Whilst tithing may fix the financial problem for Labour, it wont fix the distance that the MP's have placed between themselves and the Joe Average voter. Labour should limit their MP's serving in parliament term to 3 (nine years)

This means they will have worldly experience before entering parliament.

How can anyone (looking at Mr Goff as a prime example) spend over 30 years in parliament and still have any semblance of empathy with the voter?

greywarbler said...

@David Stevens Gerrit and RMJ1
I agree. Limited terms in parliament to three terms in a row - have to be out for two terms before being back again. Have to have had a near full time job before putting name forward, no boy/girl wonders.

Compulsory unions with some financial controls. Rises to not go above CPI annually plus 1% for uncounted inflation. Pegged salaries for MPs. I don't notice that the present are superior to the monkeys we had before when paid peanuts.

But don't throw off at MMP. That is most unfair, to blame it for the present situation. The business of rejecting MPs but them still getting in on the list could probably be solved by changing a small clause in the legislation, not throwing out the baby with the bathwater.
It is one thing that we have been able to prevail with, in our struggle to escape the grip of the neolib econo-missed. Listening to the OECD give a report on our degression and recommend we build more roads in Auckland reminds me of the effect of belonging to that club. As a commentator I think Todd Nial said, the government politely listens and then does its own thing - or similar.

Guerilla Surgeon said...

" I don't notice that the present are superior to the monkeys we had before when paid peanuts."

On reflection, that's probably the best comment I've seen about New Zealand politicians for a long time. (Come to think of it some of them are the same people.) Wish I'd said it.

Anonymous said...

The Labour Party Members are all Labour pretenders some carry it off better than others, Grant Robertson, Jacinda Ardern, Phil Twyford and Phil Goff should get Oscars.

Wayne Mapp said...

Chris,

A very astute observation of who the National Party is. Not the 1%, but a much wider group of New Zealanders. It is why the party has a membership of several tens of thousands.

And of course these are the groups who vote National, including people who have aspirations in this direction.

The electoral success of National over 7 decades should show that a large part of New Zealand comfortably identifies themselves in this way.

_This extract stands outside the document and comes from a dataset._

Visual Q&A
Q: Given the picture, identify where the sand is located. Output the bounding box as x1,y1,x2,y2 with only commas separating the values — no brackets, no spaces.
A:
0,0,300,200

Davo Stevens and greywarbler, I would encourage Labour to go for compulsory unionism - it will pretty much guarantee National success at the next election. But I suspect Andrew Little is smart enough to know that such a policy would be electoral suicide. He only needs to look to the political attitudes of his own parents.

Jigsaw said...

I certainly agree that three terms should be the maximum for an MP then two terms away -well perhaps three terms in government.... We need fewer professional politicians. The ones Anomymous mentions above are all in that category and few of them seem to have much idea of the thoughts of average New Zealanders-lots of indignation but that's about all. Talk of ways of raising money for a political party makes you realise just how out of touch they are in no one wants to fund them.

Anonymous said...

If Labour can't get into Government (although once the economic shit hits the fan it will - 1935 didn't happen out of thin air) then they should concentrate on controling all the Councils. Let Central Government become so small that it destroys itself.